The goal of this PEP is get distutils-sig out of the business of being a gatekeeper for Python build systems. If you want to use distutils, great; if you want to use something else, then that should be easy to do using standardized methods.

Unless I am profoundly misinterpreting that and our long-term goals, then that is not yet complete because there is no standardized method/interface for extension modules.

To be super specific here, for building a wheel with compiled bits you need 2 distinct things: a build backend and an extension module builder.

The build backend is the thing that users configure to ship the desired files in a zip archive which we call a wheel. The extension module builder is the thing in charge of compiling like cmake that will then communicate with the build backend to say what extra files should be included.

Mildly misinterpreting (to be fair, it’s ambiguous, unless you’re familiar with the author’s language) :slight_smile:

“Standardised methods” here basically implies that you specify your alternative to ... in pyproject.toml and anything that wants to run a build knows how to run it.

Sure, if that’s how you want to architect it. setuptools combines the two, as does pymsbuild, and so if you want to use either of those to build your extension then you also use them to package the wheel. conda-build uses a batch file/shell script, so you can build/install any way that you want/can and the tool figures out what to include.

Both are architectural choices.
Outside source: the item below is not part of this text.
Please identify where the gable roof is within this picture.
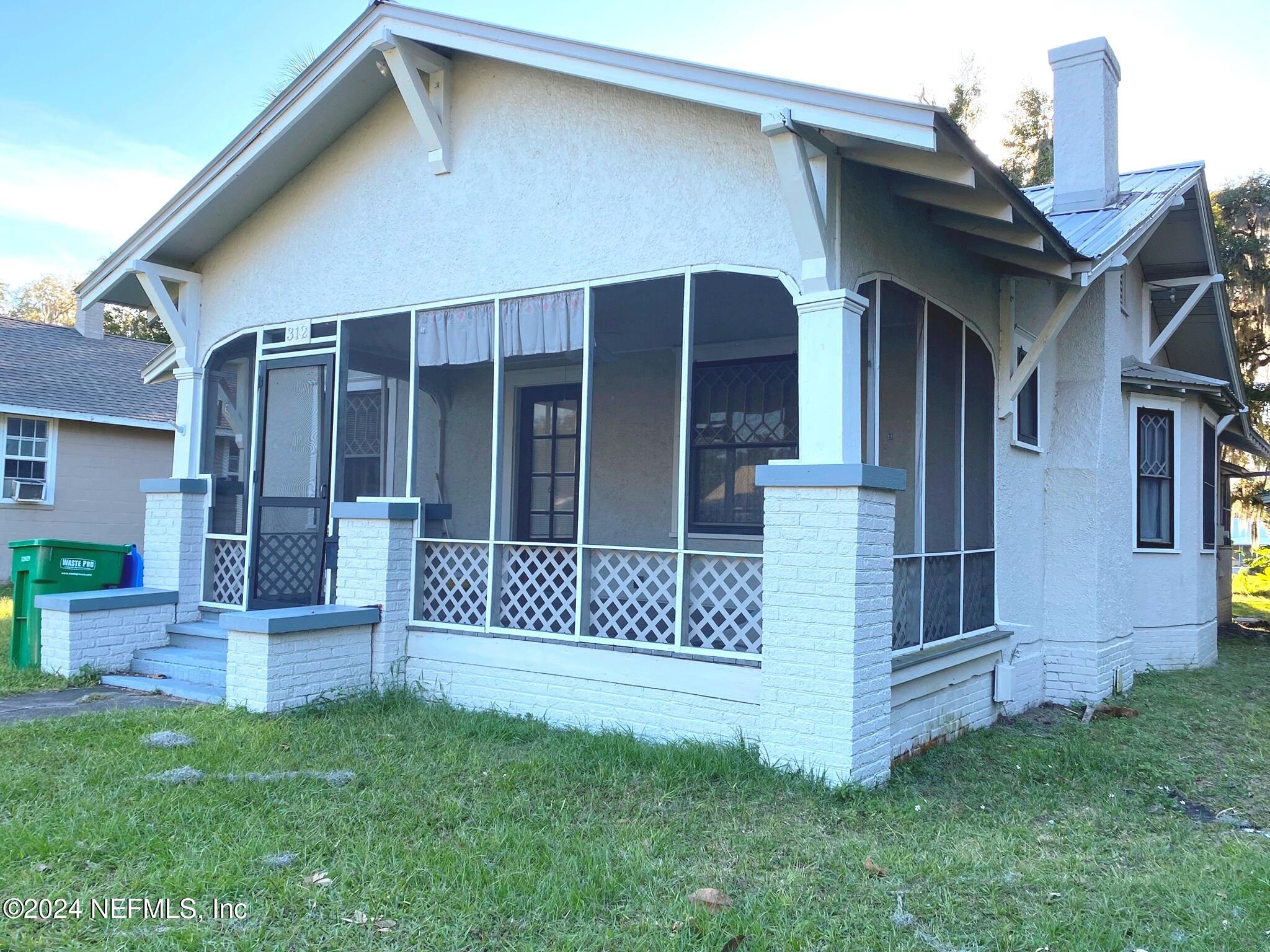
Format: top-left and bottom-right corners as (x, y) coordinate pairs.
(76, 0), (1073, 307)
(1023, 162), (1204, 259)
(0, 317), (177, 429)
If your build backed wants to support interchangeable builders, it needs to provide a configuration option to its users. That’s all.
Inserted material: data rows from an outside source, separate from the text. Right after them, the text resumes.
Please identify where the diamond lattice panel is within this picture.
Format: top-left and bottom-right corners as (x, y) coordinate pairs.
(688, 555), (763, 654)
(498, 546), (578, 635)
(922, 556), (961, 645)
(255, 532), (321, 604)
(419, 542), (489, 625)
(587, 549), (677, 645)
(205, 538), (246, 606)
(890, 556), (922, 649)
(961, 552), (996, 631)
I think a build backend doing the part of an extension module builder should be discouraged.

Even if hypothetically all of the logic for packing the wheel, filtering files (and associated configuration), reproducibility, etc. was in a standalone library, the use of that library would still be undesirable compared to simply implementing an API that tells an arbitrary build backend “hey, I built a file at this path and it should be shipped”.

Assuming the latter was an option, wouldn’t you have chosen that for pymsbuild?
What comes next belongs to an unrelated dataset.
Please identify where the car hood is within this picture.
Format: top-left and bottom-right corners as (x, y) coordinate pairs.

Probably not, but only because I wanted to go even more arbitrary than that library would’ve been :wink: zipfile suited me just fine (and I did structure the code to generate a laid-out wheel first, then just zip the whole thing, so that last step is very straightforward).

The question works both ways though,[1] basically coming down to “I only want to write the code that interests me,” which I think is totally fine. Unfortunately, nobody seems really committed to solving the single-source-cross-platform-with-existing-ABI-constraints-compilation problem, in large part because it requires solving the installing-non-Python-dependencies-as-part-of-build problem, which is considerably more difficult now that builds tend to happen in fresh, isolated environments.[2]

It sure seems like this is the problem to solve, though, and I think we’re heading towards a better understanding of what we need and what approaches are feasible. I don’t think it requires every build backend to have full support for native modules, though. That’s a perfectly fine thing to constrain your choice of backend when setting up a project.

  1. If there was a library that could [cross-]compile native code on all platforms without [platform-specific] configuration, wouldn’t you just use it? ↩︎

  2. For clarity, I mean PEP 517 here, not hosted CI environments. I still think the latter are our best way out of the complexity here, as they’re the closest free thing we have to a Linux distro/conda environment that isn’t a Linux distro/conda environment. ↩︎


Suppose you want Rust’s cargo to be your extension module builder. A cargo invocation produces a shared library linked with the appropriate Python flags / shared libraries. Now hatch wants to put it in a wheel? Should work fine?

Remember GitHub - dholth/nonstdlib: Python's standard library, repackaged. Experimental. that produces hundreds of wheels from a single sdist?

The PEP 517 and related formats are so trivial to produce, that it may be difficult to provide value at a lower level.